Pensata

Eliane Cantanhêde

05/11/2008

Obama: além de tudo, sortudo

George W. Bush foi um dos presidentes mais populares dos EUA, com índices de aprovação que chegaram a bater em 90% depois do 11 de setembro, mas sai da Casa Branca pela porta dos fundos, com uma crise financeira internacional sem precedentes, com as contas dos EUA de pernas para o ar e com a biografia para sempre manchada por ter invadido o Iraque em cima de uma mentira --a das armas químicas, afinal inexistentes-- e passando por cima da ONU. Quantos soldados americanos pagaram e quanto a economia do país pagou por isso?

Barack Obama, o senador negro, nascido no Havaí, filho de queniano, é um salto histórico enorme. Um salto de qualidade, pela simbologia, pela concretização de uma mudança profunda que é política, social e cultural. Mas é também um salto no escuro.

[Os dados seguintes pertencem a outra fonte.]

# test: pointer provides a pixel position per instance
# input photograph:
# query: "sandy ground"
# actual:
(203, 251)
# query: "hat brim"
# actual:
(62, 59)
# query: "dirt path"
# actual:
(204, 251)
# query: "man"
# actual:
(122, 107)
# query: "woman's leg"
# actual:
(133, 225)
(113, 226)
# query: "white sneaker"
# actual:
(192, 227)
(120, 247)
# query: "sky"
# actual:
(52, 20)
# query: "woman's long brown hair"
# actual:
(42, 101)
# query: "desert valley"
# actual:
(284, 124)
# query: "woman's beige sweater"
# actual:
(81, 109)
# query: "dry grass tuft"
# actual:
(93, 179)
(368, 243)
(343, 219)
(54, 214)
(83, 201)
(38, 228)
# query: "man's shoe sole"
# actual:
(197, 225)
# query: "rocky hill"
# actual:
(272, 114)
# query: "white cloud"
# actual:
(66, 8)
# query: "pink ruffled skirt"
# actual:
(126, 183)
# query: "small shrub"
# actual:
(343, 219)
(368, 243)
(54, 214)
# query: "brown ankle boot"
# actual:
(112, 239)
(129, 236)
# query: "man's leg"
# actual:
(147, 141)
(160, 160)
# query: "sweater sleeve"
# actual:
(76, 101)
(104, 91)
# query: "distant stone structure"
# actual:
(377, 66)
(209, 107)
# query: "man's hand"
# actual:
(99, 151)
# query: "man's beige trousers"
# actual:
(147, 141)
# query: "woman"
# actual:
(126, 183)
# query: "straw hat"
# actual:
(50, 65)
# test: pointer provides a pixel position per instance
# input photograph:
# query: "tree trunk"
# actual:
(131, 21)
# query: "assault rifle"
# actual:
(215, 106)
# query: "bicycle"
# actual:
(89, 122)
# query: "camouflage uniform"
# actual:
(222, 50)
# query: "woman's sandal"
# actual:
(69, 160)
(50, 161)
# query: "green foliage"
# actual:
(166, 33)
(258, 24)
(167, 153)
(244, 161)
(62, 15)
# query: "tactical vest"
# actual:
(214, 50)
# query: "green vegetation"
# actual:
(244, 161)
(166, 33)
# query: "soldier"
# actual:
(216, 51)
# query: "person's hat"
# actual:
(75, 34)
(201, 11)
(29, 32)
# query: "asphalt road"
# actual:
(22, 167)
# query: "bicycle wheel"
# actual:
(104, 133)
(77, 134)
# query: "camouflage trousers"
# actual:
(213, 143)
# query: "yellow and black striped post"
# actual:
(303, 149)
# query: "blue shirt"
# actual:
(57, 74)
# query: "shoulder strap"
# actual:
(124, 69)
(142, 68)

Aos 47 anos, é bastante jovem para o desafio, jamais ocupou cargos executivos de ponta e era um desconhecido não apenas no mundo, mas dentro do próprio EUA, até sair da cadeira de senador e bater a então imbatível Hillary Clinton nas primárias do Partido Democrata.

Para fazer um bom governo, um governo tão extraordinário quanto sua eleição, Obama conta com fatores objetivos e subjetivos. O mais objetivo de todos é a força política: ele venceu com uma margem expressiva e surpreendente de votos, contrariando as sempre apertadas eleições americanas (vide a do próprio Bush...), vai unir um democrata na Casa Branca com uma sólida maioria democrata no Congresso, contrariando a tradição, e chega ao poder da maior, ou única, potência, com uma simpatia internacional poucas vezes vista.

Além disso, Obama se beneficiou do "timing" da crise: ela se alastrou pelo mundo e foi aguda durante a campanha, mas está ficando sob controle e tende a amenizar por gravidade no início do seu governo. Ou seja: a crise de certa forma prejudicou as pretensões do republicano John McCain, correligionário de Bush, e favoreceu Obama, que é democrata e baseou o discurso na "mudança", na capacidade de tirar o país do atoleiro. E ele, ao assumir em 20 de janeiro de 2009, já deverá encontrar um ambiente econômico muito mais sereno, ou pelo menos muito menos assustador. E poderá capitalizar indiretamente o clima do "pior já passou".

Seu desafio será recolocar as contas públicas, o balanço de pagamentos e os indicadores macro-econômicos americanos no lugar. Mas sem o desespero da crise de setembro e outubro. Não será fácil, e o risco de frustração realmente existe, mas é possível e bem provável que a situação no início do seu governo esteja muito melhor do que no fim do mandato Bush. O primeiro passo é acertar na equipe, com os homens e mulheres certos nos lugares certos.

Tudo somado, temos que Barack Hussein Obama, além de todos os predicados concretos, tem também aquele que é fundamental: sorte. A expectativa é que assuma justamente quando o pior da crise já tiver passado, prontinho para fazer o que é preciso fazer e colher no final os louros.

Se a fase aguda da crise parece estar passando, isso vale também para o Brasil, onde Lula mantém seus 80% de popularidade, os indicadores da indústria ainda não acusaram o golpe e tudo indica que, entre mortos e feridos, a campanha de Dilma Rousseff em 2010 vai muito bem, obrigada.

Lá nos EUA, como aqui no Brasil, Obama e Lula têm muitas coisas em comum. Uma delas é essa: sorte, uma incomensurável sorte. Ótimo. Que isso reflita positivamente para os EUA, para o Brasil e principalmente para o mundo.

Eliane Cantanhêde é colunista da Folha, desde 1997, e comenta governos, política interna e externa, defesa, área social e comportamento. Foi colunista do Jornal do Brasil e do Estado de S. Paulo, além de diretora de redação das sucursais de O Globo, Gazeta Mercantil e da própria Folha em Brasília.